The data-mining/machine learning problem is a binary classification problem. And of course there are a bunch of models to compare and select, e.g. Logistic Regression, xgboost, SVC, Deep Learning etc.

I have to compare classification performance metrics across all datasets and all models.

So the work-flow is:


for model in models:

  for data in datasets:

         train the model, and collect testing metrics.

  collect metric numbers for all data and calculate their mean.

compare the means across models and make a table of the metrics for all model.


Is there an easy-to-use framework already present for the above model-compare/selection process?

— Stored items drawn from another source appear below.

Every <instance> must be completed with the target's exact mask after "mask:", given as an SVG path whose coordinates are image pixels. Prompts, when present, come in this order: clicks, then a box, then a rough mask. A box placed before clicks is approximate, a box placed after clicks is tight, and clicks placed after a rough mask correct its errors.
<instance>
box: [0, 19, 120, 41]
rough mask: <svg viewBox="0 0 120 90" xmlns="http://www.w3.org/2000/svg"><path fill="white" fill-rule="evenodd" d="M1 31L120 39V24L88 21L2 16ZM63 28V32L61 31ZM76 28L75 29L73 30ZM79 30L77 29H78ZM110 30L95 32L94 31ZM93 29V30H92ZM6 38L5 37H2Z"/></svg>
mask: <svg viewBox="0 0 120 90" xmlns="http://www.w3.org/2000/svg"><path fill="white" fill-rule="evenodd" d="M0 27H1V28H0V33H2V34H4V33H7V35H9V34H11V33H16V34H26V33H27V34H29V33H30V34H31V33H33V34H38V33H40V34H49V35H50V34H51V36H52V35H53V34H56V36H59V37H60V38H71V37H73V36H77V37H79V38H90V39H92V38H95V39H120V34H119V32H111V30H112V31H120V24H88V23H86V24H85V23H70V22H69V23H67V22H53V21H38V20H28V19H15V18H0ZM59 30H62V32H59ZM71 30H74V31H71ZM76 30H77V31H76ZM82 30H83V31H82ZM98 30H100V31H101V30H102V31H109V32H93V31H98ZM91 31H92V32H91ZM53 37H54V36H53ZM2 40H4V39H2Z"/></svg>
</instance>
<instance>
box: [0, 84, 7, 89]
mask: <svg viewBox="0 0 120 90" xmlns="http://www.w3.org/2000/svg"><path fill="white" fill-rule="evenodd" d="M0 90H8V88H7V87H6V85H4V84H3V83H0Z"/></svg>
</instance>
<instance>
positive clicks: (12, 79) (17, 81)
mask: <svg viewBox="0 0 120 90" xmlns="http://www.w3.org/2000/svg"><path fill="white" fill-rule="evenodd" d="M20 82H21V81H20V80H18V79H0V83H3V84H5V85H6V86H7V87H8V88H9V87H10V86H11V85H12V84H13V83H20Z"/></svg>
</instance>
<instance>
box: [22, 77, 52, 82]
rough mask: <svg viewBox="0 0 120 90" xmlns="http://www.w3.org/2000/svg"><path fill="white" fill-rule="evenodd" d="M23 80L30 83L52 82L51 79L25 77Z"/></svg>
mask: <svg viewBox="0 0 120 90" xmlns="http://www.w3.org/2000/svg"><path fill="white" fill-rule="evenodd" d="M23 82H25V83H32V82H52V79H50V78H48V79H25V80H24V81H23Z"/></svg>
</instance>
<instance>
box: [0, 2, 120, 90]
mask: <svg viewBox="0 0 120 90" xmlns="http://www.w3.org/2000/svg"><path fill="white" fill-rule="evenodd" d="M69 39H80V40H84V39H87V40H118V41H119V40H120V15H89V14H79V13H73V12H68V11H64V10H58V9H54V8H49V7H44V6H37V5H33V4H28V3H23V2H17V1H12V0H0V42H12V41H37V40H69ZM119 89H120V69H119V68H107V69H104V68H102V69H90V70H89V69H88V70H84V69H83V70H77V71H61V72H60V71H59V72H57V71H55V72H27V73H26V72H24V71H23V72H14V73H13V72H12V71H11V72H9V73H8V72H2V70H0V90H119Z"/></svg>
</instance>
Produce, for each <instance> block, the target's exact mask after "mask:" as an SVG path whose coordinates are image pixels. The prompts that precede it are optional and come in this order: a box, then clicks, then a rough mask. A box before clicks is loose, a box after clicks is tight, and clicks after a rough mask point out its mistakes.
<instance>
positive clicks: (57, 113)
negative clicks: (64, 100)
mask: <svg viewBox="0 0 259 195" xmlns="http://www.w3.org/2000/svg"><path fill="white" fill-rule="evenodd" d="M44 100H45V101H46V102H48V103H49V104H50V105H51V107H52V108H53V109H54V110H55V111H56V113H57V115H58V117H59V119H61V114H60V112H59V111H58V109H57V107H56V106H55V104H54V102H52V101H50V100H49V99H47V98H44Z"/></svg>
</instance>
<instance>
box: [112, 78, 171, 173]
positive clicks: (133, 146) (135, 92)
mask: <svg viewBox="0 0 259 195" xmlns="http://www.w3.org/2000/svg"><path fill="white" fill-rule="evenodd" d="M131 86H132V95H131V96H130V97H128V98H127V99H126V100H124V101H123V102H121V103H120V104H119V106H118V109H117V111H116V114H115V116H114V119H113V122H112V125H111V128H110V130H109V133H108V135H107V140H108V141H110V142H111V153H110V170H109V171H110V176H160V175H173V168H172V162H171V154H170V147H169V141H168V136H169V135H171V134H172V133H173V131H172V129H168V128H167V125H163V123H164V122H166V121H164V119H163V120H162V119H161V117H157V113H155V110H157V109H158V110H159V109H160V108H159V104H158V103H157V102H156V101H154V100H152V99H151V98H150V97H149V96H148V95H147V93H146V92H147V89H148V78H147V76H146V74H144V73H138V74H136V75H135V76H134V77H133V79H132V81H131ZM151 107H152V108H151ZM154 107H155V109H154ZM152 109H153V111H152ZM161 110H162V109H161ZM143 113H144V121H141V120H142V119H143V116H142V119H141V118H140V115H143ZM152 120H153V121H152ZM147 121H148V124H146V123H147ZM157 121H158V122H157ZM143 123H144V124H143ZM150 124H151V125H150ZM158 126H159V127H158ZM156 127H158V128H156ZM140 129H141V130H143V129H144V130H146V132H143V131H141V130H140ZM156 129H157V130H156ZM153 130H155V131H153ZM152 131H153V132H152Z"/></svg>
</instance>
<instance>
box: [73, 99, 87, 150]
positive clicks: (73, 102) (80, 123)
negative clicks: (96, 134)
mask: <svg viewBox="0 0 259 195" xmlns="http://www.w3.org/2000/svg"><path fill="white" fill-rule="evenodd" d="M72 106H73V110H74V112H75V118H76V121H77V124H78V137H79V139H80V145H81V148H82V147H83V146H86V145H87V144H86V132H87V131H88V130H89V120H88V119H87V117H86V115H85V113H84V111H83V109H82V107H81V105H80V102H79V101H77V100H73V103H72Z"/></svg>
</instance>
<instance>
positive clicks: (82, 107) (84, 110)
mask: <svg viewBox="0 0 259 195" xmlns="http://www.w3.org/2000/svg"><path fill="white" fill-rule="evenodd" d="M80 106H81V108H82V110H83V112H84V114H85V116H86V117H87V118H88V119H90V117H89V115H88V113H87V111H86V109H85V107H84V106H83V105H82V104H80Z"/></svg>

Since these are common models, I would imagine there are already out-of-box solutions for such model comparison.

Could anybody give me some pointers?

Thanks a lot!

Hey @Mike_Dwell_Siegmund,

This is an interesting use case! Off the top of my head, you may want to use Ray Tune to orchestrate this, and has some out-of-the-box tooling for handling metrics (outputting a table to command line, uploading to TensorBoard, etc.).

For each individual model, depending on how your datasets are stored and organized, Ray Datasets may be able to provide the right abstraction for this and would allow you to process each input dataset individually and then aggregate the results.

Could you share some more details about your workload, e.g. the size and format of the datasets?